The Wife Upstairs by Freida McFadden
Victoria Barnett has it all.
A great career. A handsome and loving husband. A beautiful home in the suburbs and a plan to fill it with children. Life is perfect—or so it seems.
Then she’s in a terrible accident… and everything falls apart.
Now Victoria is unable to walk. She can’t feed or dress herself. She can’t even speak. She is confined to the top floor of her house with twenty-four-hour care.
Sylvia Robinson is hired by Victoria’s husband to help care for her. But it turns out Victoria isn’t as impaired as Sylvia was led to believe. There’s a story Victoria desperately wants to tell… if only she could get out the words. R
Then Sylvia discovers Victoria’s diary hidden away in a drawer.

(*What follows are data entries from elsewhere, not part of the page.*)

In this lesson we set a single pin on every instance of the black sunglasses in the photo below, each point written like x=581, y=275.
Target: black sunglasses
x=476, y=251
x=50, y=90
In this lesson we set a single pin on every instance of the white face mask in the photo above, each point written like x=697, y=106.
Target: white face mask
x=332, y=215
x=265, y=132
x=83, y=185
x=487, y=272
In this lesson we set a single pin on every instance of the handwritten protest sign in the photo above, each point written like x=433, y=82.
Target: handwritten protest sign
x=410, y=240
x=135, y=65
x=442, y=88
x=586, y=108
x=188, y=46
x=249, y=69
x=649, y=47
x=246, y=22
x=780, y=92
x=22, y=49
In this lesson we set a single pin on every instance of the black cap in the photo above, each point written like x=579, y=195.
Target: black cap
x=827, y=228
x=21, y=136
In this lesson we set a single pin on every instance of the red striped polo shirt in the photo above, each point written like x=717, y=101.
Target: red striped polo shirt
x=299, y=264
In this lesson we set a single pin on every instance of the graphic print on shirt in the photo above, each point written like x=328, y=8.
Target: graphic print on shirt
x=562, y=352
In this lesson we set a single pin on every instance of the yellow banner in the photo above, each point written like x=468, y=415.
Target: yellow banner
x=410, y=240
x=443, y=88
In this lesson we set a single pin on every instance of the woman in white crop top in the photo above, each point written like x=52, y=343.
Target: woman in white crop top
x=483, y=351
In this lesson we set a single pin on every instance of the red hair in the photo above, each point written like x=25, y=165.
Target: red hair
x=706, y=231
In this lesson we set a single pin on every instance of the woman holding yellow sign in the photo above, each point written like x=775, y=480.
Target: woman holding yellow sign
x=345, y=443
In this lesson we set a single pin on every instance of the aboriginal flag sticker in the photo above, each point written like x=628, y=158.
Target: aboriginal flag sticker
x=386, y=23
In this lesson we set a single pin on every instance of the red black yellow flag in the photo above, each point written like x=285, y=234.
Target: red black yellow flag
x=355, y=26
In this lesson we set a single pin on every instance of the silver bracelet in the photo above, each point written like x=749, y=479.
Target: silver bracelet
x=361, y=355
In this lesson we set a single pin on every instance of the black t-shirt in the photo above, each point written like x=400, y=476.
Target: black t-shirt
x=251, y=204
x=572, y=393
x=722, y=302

And what’s inside is shocking.
Review
Adam seems to be the perfect man: handsome, with a beautiful home, kind and caring towards his wheelchair bound wife, Victoria, so of course when he offers Sylvia a job to help with her care she doesn’t think twice about it and accepts right away, with maybe a bit more intentions than just getting a new professional opportunity.
I read Verity and The Wife Upstairs by Rachel Hawkins before this one, so Freida’s version is the last retelling I read of Jane Eyre – though I still have to read the OG!
I of course knew how this was going to down but I liked the little new twists that Freida did, if only for how they made the book/story “hers”, but I didn’t like how all things ended. Loved the dual POV chapters from Sylvia and Victoria, though.
As it is as always with McFadden’s books this was fast, engaging, and the writing just sucks you in even though the plot itself isn’t new nor you feel like the book is outstanding. Her writing is just so addictive and I know I am bound to have a great time whenever I pick up one of her books.